AVG predicts the “traditional threats” targeting businesses and consumers will be accompanied by more recent developments such as attacks on virtualised cloud infrastructure.
“Our lives are becoming more closely intertwined with online services and so the potential rewards for cybercriminals in that area grow too,” says Michael McKinnon, security advisor at AVG Technologies Australia.
“I expect to see more attacks on the cloud services that businesses and consumers rely on day-to-day, both to cause disruption and to steal personal and financial data.”
Here are AVG’s top digital threats facing businesses and consumers in 2013:
1. Privacy
Online advertising on PCs, tablets and smartphones will become even more aggressively personalised as businesses seek to capitalise on users’ privacy.
Advertisers will use browser tracking, social media trawling and geo-location data to identify individual users and serve them a customised program of advertisements without their consent.
2. Cloud security
Attacks against virtualised cloud infrastructure will expose the risks in public cloud services and the large additional investments needed to better secure them.
3. Mobile threats
Google’s Android OS is now the prime target for smartphone and tablet malware. Due to security enhancements in Android 4.2 Jellybean, threats will become more sophisticated.
4. PC threats
The increase in popularity of Windows 8 will inspire hackers to reveal new vulnerabilities, develop new-style malware and fraudware, and present new proof-of-concept exploits.
The number of infected websites targeting PCs will also increase with the growing popularity of “commercial” exploit kits, while users’ problems will be multiplied by an increased reliance on built-in security systems.
5. Mobile-to-PC threats
Increased connectivity between mobile devices and PCs, combined with the growing bring-your-own-device trend, will make it much easier for malware and viruses to spread across business and home networks.
AVG also expects to register more MITMO (man-in-the-mobile) attacks that target PC and mobile internet banking apps.
McKinnon says start-ups can’t afford to ignore these threats, particularly cloud security.
“I think the biggest opportunity continues to be cloud and what the cloud offers for business… There are so many that don’t even know about the cloud yet,” he says.
“There are emerging opportunities there… [This includes] opportunities to develop apps that focus on security.
“Dropbox kind of set the trend for cloud file storage and then Google Drive caught on and all these other services popped up.

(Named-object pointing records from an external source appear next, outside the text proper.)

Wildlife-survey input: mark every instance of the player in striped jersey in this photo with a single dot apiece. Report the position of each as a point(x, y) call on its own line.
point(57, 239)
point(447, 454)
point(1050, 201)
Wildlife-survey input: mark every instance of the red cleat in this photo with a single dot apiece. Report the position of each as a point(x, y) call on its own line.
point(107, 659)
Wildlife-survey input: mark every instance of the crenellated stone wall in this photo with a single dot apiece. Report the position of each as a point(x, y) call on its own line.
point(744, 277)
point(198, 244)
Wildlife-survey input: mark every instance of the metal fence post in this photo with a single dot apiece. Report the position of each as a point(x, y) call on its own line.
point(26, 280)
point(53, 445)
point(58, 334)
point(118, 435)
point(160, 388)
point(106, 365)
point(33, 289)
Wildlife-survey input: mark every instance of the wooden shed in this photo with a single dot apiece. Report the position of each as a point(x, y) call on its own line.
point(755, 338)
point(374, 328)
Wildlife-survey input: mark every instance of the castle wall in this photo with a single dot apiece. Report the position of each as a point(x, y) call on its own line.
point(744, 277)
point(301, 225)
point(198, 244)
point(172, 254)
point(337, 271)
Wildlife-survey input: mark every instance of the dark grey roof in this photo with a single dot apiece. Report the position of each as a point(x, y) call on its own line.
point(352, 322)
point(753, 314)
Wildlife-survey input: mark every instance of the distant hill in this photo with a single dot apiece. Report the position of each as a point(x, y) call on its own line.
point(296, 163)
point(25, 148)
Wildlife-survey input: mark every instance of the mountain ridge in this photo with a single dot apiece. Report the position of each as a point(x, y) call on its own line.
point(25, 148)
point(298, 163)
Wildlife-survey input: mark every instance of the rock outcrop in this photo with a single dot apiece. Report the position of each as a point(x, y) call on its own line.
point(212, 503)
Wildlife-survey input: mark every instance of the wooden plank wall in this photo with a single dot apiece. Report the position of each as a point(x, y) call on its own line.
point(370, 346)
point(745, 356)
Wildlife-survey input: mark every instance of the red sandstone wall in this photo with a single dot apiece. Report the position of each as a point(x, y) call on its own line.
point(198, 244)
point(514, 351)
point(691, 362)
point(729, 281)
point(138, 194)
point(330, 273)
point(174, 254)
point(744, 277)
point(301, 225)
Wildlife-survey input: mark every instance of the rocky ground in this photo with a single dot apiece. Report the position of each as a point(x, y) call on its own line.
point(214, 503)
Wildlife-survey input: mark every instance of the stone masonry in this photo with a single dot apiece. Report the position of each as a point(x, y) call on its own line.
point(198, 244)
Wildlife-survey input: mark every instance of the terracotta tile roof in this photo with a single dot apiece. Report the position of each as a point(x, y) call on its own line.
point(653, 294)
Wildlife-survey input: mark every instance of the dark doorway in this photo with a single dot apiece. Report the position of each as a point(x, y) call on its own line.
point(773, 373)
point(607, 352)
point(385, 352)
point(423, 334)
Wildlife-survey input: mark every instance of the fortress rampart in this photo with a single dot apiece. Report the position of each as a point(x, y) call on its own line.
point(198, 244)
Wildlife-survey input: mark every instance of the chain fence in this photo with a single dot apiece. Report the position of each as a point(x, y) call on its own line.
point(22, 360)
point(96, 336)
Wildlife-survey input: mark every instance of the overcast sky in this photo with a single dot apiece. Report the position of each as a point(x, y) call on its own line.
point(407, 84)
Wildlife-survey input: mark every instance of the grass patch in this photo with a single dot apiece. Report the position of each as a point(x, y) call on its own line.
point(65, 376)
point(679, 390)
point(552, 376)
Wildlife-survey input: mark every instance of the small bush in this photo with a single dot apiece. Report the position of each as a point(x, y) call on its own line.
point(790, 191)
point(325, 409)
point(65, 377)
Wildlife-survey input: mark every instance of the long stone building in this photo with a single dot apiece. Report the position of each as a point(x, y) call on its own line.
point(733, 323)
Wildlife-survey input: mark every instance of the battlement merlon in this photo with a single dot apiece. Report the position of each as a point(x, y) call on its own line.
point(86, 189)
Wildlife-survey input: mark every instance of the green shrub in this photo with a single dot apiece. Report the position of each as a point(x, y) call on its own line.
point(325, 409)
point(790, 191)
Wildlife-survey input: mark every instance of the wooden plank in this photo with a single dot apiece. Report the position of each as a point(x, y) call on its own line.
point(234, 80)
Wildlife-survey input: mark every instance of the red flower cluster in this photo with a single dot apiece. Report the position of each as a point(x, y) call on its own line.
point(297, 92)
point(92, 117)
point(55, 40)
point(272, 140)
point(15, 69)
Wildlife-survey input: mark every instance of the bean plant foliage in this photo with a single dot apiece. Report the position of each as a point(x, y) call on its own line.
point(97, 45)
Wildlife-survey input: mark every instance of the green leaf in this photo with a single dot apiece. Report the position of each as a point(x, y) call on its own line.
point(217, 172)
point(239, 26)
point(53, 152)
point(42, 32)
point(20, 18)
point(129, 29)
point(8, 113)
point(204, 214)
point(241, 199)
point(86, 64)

There are now more than 50 cloud file storage providers.”
McKinnon says while some start-ups will be daunted by this, others will embrace it.
“There is a market there. It is massive, even if start-ups are… put off by how many are operating in that space,” he says.
“The true mentality is to say, ‘Yes, this is validation of the market so let’s go and get it’.”
McKinnon’s comments on the back of a warning from Acronis, which predicts cloud storage will play an integral role in IT strategies in 2013.
“Businesses will not be able to compete without hybrid cloud storage strategies,” Andy Purvis, Acronis general manager for Australia and New Zealand, said in a statement.
“The need to create, store and access more data, from mobile and traditional computing devices, makes old storage and data protection solutions obsolete, inflexible and expensive.”